Personal information
- Full name: James Bell
- Date of birth: 15 December 1935
- Place of birth: Portadown, Northern Ireland
- Date of death: 30 May 2019 (aged 83)
- Position: Winger

Senior career*
- Years: Team / Apps / (Gls)
- 1958 –1959: Northern Wellington
- 1960 – 1961: Onehunga

International career
- 1959 - 1961: New Zealand / 5 / (0)

= Jim Bell (footballer) =

New Zealand footballer

James Bell (15 December 1935 – 30 May 2019) was a former Northern Irish association football player who represented New Zealand at international level.

Bell played two official A-international matches for the New Zealand in 1960, both against Pacific minnows Tahiti, the first a 5–1 win on 5 September in which he scored one of New Zealand's goals, the second a 2–1 win on 12 September 1960.

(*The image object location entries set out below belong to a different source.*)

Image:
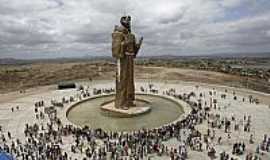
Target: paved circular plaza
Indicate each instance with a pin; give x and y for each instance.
(247, 111)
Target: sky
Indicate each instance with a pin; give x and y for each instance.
(32, 29)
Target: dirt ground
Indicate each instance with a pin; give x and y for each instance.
(20, 77)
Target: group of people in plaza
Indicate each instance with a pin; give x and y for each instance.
(48, 139)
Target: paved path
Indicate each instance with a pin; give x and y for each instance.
(260, 113)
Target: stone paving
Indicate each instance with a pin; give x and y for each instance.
(15, 121)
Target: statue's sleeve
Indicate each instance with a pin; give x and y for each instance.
(117, 44)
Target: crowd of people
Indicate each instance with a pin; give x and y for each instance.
(46, 141)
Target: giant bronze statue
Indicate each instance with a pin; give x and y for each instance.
(124, 50)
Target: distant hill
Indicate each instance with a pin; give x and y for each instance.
(12, 61)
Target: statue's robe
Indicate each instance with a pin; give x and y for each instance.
(124, 49)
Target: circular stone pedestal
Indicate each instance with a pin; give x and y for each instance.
(141, 107)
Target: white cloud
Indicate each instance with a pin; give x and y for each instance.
(43, 28)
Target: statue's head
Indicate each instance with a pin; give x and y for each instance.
(125, 21)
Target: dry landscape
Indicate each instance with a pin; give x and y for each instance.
(17, 77)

Bell had been on the books of Northern Ireland club, Linfield F.C., and was visiting his brother in Wellington when he was asked to join the capital's Northern club. Bell played 5 games in total for New Zealand, including a trip to Tahiti and a 2–3 win against Costa Rica at Carlaw Park, Auckland in 1959. Bell moved to Wairakei to work on stage two of the central North Island power project, however, he still found time for football, travelling to Rotorua to play for the Kahurangi club, a forerunner to Rotorua Suburbs. His last representative game was for the New Zealand Minor Associations against Sir Tom Finney's invitation England side at Napier's McLean Park in 1961. Bell returned to the U.K. for two years in the early 60s before settling in Auckland where he continued to play club football for 40 years. During this time he played for Onehunga, Newmarket Sparta, Mount Albert - Ponsonby, Mount Roskill and Three Kings United. Bell retired from competitive soccer in 2000 at the age of 65.